There are two kinds of consultants: 

(1) Expert consultant with specific expertise to solve questions – usually technical – that have definable answers.

(2) Advisory consultants, who are there to help a group or organisation solve open questions that may or may not have solutions at all. 

Most work questions in the real world involve people, and therefore fall almost automatically into the second category.

Working as an advisory consultant, we must be disciplined in not offering answers, or even thinking of them, if we can. There are three reasons. First, people support ideas when they are their own – we need to let a group come to its own conclusions. Second, we are liable to bias outcomes if we jump to conclusions in our own head.

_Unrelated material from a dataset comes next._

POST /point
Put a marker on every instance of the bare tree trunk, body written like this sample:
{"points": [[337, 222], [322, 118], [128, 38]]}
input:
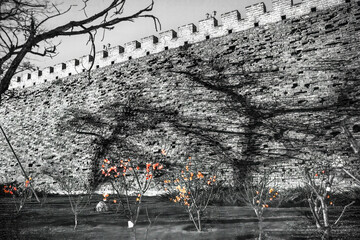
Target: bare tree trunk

Third, and I think more importantly, we need to have the humility to realise that we don’t know the answer, right here, right now, for these people. The only way to find out is to try, to experiment. From experience, we can suggest experimental topics for the group to consider. We can inject theory that they may not know, at the appropriate moments to lubricate the process. And, as change agents, we can choose our moment to nudge things if we deem it necessary.

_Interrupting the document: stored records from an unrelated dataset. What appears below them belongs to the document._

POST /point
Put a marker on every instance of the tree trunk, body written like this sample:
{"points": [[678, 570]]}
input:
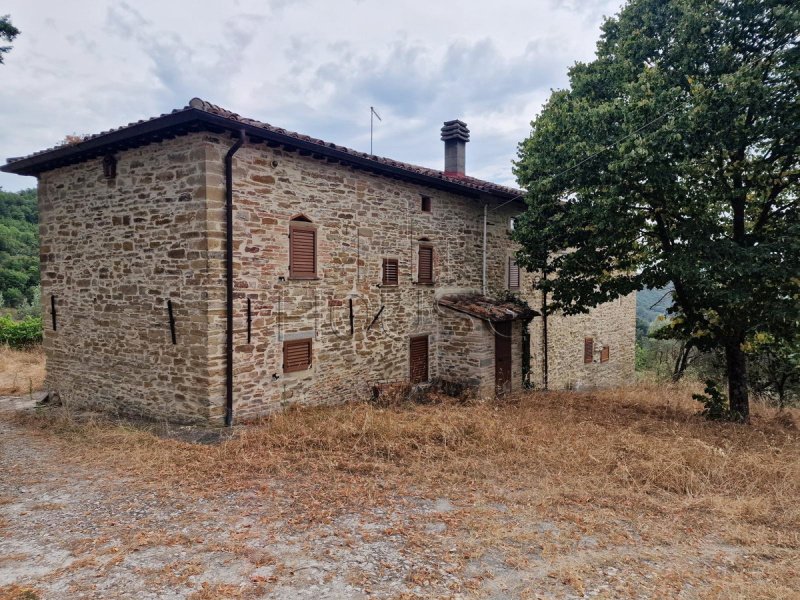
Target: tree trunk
{"points": [[736, 365]]}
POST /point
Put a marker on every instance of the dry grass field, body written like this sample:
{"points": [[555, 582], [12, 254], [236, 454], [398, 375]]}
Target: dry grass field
{"points": [[21, 371], [613, 494]]}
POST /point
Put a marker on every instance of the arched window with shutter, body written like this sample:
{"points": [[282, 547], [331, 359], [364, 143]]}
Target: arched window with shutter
{"points": [[302, 248], [425, 264], [513, 274]]}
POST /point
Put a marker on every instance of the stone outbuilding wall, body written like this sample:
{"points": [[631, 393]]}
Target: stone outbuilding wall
{"points": [[115, 251]]}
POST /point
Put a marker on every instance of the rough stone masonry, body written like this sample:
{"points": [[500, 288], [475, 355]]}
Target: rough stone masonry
{"points": [[118, 250]]}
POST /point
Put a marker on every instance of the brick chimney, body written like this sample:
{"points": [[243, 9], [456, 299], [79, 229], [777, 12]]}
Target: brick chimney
{"points": [[455, 136]]}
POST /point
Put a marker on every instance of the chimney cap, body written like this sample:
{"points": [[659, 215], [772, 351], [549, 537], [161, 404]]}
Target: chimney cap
{"points": [[455, 130]]}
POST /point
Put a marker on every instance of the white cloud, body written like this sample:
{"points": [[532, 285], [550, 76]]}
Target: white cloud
{"points": [[313, 66]]}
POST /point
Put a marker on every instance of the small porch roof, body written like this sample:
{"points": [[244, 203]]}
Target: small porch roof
{"points": [[485, 308]]}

But we spend (and we should) a lot of time saying “Can you please not ask me the answer because I don’t know”.


The expert consultant should answer “it depends” then offer a range of possible hypotheses to narrow down.

The advisory consultant says “What do you think?” and leads the group to explore their own hypotheses.

Again, only one kind of consultant should be answering questions: somebody specifically brought in to be an expert repository. And they should be suggesting hypotheses not telling answers. The world is a complex place: what work somewhere else may not work right here right now for these people.

But that is a specific subset of consulting – to be an expert, and that the primary role of a consultant is to facilitate finding the answers within the organisation.



P.S. I left out type (3) the Big Consulting consultant. One of their senior presales colleagues closed the deal with the clients ,but now are only nominally on the account, showing up only to hose down nasty situations. Now the BC consultant, straight out of university in their first suit, do copy/paste and global change on sample docs – full of swimlanes, JDs, KPIs, SLAs, and maturity spider charts – downloaded from the corporate repository to carve out standardised answers for the client, before they run away.  They don’t use white ring binders any more, they just email stuff, but I still call them “binder droppers”.